Pourtant, malgré le retentissant coup de marteau du commissaire-priseur, cette vente à l'encan est déjà remise en question. Propriétaire de l'édifice, Nüssli Special Events à Saint-Gall a été déçu par le résultat de cette enchère. L'entreprise générale aimerait éviter de céder le Monolithe à ce prix-là. «Dès demain, Expo.02, Nüssli et l'acheteur vont se rencontrer pour discuter de la vente, qui pour l'instant est sous réserve», précise Marcel Marti, porte-parole d'Expo.02. Rien n'est donc décidé. D'autant plus que la verrerie nidwaldienne d'Hergiswil est encore intéressée par son installation sur le lac des Quatre-Cantons. Robert Niederer, directeur de la verrerie, affirme avoir reçu hier l'assurance de Nüssli que le Monolithe irait au plus offrant et qu'il ne serait pas démonté avant mi-décembre. D'ici là, le sort du cube sera fixé. «Nous n'achèterons le Monolithe que si nous avons les autorisations nécessaires», avertit Robert Niederer. Des contacts ont déjà été pris avec les milieux écologistes pour éviter les oppositions.

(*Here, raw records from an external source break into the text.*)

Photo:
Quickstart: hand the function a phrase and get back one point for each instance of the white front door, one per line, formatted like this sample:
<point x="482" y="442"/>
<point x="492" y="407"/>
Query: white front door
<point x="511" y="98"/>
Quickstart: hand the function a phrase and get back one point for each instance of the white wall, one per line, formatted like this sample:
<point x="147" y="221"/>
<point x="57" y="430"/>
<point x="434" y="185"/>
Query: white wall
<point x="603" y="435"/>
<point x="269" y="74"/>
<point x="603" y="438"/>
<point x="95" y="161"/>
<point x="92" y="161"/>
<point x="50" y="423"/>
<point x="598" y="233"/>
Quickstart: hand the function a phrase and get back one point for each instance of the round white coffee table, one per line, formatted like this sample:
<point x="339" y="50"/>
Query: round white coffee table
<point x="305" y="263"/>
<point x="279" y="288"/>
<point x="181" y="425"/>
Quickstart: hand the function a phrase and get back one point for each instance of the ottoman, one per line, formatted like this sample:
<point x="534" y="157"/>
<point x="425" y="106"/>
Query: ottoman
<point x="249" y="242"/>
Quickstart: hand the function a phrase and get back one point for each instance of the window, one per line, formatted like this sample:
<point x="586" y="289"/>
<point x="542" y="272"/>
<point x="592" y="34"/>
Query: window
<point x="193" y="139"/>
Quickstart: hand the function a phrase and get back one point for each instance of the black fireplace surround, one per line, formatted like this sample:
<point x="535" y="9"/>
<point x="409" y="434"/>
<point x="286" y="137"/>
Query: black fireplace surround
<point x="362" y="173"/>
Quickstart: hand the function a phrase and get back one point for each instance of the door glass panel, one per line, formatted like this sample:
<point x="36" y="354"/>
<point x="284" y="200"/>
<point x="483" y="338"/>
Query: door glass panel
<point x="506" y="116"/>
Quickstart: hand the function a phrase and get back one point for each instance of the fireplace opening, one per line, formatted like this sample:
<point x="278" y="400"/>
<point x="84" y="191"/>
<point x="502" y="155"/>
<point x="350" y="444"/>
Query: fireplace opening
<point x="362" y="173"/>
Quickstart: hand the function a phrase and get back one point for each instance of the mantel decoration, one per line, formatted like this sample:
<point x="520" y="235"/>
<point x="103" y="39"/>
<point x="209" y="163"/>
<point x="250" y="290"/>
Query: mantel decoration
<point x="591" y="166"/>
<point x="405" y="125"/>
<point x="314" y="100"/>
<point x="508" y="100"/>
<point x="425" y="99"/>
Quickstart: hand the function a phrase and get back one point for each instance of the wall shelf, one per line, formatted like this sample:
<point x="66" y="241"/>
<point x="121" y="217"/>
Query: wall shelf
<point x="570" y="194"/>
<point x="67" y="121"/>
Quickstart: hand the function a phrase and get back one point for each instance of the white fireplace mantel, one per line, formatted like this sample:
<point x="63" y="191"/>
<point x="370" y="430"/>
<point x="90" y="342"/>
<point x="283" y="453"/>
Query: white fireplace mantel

Les ventes aux enchères ont également fait des heureux et provoqué des surprises. Ainsi, l'arteplage mobile du Jura (AMJ) ne sera pas sabordé. Il continuera à sillonner les eaux romandes. Le Montreux Jazz Festival l'a acheté. «Ce n'était pas prévu», raconte Nicola Di Pinto, responsable des infrastructures pour le festival. «Je suis venu pour acheter des poubelles et des ventilateurs, mais quand le commissaire-priseur a abaissé le prix du bateau, j'ai téléphoné à Claude Nobs, notre directeur, pour lui proposer de l'acheter. Ça s'est fait en deux minutes.» Fixées au départ à 1 million de francs, les enchères ont en fait démarré à 100 000 francs. Nicola Di Pinto aura finalement acquis l'AMJ, avec tout le matériel électronique, la hi-fi et l'éclairage, pour seulement 160 000 francs, plus 22,5% de taxes diverses. Neuf, il avait coûté 3,6 millions. «Pendant le festival, on pourra organiser des croisières sur le Léman en le transformant en restaurant et en salle de concert», imagine Nicola Di Pinto. La barge pourrait jeter l'ancre devant la Maison des congrès de Montreux.

Si le pavillon Blindekuh et le restaurant Nannini de Morat ont été liquidés respectivement pour 14 000 et 50 000 francs, d'autres lieux phares de l'Expo n'ont en revanche pas trouvé preneur. C'est le cas du Mondial, sur l'arteplage d'Yverdon-les-Bains; ou des catamarans solaires d'une capacité de 60 passagers. Proposés à 200 000 francs, les bateaux ont dû être retirés de la vente. Ces objets font partie du petit pour-cent qui n'a pas trouvé d'acquéreur. Car globalement cette vente aux enchères a été un succès. Plus de 30 000 articles, de l'ordinateur, à la chaise en passant par des vêtements, ont été vendus. Sur les deux journées qu'a duré cette braderie, 3200 personnes se sont déplacées. Des particuliers, mais surtout des entrepreneurs, restaurateurs et associations. «Le chiffre d'affaires des ventes s'élève à 1,3 million de francs, 900 000 si on enlève le Monolithe», annonce Marcel Marti.